Here, utilizing the Lodestar approach and in light of the totality of the circumstances—namely as Counsel need not expend time reading an opposition and drafting a reply—the court reduces the total expended hours to 8.5 hours ($325x8.5=$2,600).

 

Therefore, the court awards sanctions in the total amount of $3,268.80 ($2,600 + ($167.20x4=$668.80).

 

 

 

Conclusion

 

Based on the foregoing, all motions are granted, but sanctions are awarded in the reduced amount of $3,268.80, which is payable within 20 days of this hearing.

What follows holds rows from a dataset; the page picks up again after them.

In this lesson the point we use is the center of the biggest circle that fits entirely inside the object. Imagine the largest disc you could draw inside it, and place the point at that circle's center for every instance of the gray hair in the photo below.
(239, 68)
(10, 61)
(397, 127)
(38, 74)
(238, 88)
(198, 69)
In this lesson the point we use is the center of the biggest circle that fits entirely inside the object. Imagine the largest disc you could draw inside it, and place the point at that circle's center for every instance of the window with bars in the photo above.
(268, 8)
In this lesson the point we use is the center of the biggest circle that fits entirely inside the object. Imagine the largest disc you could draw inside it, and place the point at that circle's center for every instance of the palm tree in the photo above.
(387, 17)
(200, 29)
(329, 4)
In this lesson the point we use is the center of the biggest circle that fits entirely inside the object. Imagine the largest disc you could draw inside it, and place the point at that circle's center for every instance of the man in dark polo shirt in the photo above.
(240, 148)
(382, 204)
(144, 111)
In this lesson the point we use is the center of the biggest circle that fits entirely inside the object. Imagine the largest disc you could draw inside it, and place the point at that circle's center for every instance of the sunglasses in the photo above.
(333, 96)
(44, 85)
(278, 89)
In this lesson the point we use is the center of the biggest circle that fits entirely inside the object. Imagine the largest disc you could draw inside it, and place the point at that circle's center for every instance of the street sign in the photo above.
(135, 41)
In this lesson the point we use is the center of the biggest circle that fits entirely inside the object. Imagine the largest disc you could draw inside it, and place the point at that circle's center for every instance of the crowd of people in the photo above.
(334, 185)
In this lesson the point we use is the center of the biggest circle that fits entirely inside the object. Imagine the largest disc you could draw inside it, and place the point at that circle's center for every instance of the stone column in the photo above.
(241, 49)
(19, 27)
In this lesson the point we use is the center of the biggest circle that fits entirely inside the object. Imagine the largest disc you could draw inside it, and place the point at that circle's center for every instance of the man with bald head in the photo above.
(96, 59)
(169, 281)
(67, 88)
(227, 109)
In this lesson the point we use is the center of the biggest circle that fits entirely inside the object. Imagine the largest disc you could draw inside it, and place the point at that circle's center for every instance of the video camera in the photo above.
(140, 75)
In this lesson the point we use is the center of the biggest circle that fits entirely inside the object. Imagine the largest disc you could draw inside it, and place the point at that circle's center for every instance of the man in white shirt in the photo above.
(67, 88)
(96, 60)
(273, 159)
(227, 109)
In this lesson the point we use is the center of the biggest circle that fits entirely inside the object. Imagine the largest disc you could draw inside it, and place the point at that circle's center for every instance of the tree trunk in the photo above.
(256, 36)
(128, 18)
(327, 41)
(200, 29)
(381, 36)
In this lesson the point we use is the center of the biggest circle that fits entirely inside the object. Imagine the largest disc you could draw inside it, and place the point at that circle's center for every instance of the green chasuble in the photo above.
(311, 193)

[1] Jamil passed away and his undivided, half interest in the real property was passed to Michael as a surviving joint tenant.

 

[2] Thus, service was statutorily compliant.

 

[3] Defense Counsel brought forth the motion under the discretionary provision of CCP section 473(b) on the grounds that she was preoccupied with another case. The court noted that discretionary relief would not be permissible in such circumstances, but did note mandatory relief was available as that provision applies even when the attorney has no excuse. (Abers v. Rohrs (2013) 217 Cal.App.4th 1199, 1210.)

 

[4] The propounded discovery is not stated in the separate statement but instead attached to Counsel Southwick’s declarations per motion.

 

[5] That same email indicates that Defense Counsel did not respond to Plaintiff Counsel’s “multiple voicemail messages and emails over the past few weeks regarding the upcoming [CMC].”

 

[6] On page 3 of the motions, Plaintiff cites to Wheeler v. Appellate Division of Superior Court (2024) 15 Cal. 5th 1193 to support its proposition of specificity. However, that case did not involve discovery but instead a criminal trial and the cited pages involved objections in reference to whether a judgment should be set aside. (Id. at p. 1216-1217 [“Specificity is required both to enable the court to make an informed ruling on the ... objection and to enable the party proffering the evidence to cure the defect in the evidence. ‘[T]he objection must be made in such a way as to alert the trial court to the nature of the anticipated evidence and the basis on which exclusion is sought, and to afford the [party offering evidence] an opportunity to establish its admissibility.’” [internal citations omitted].)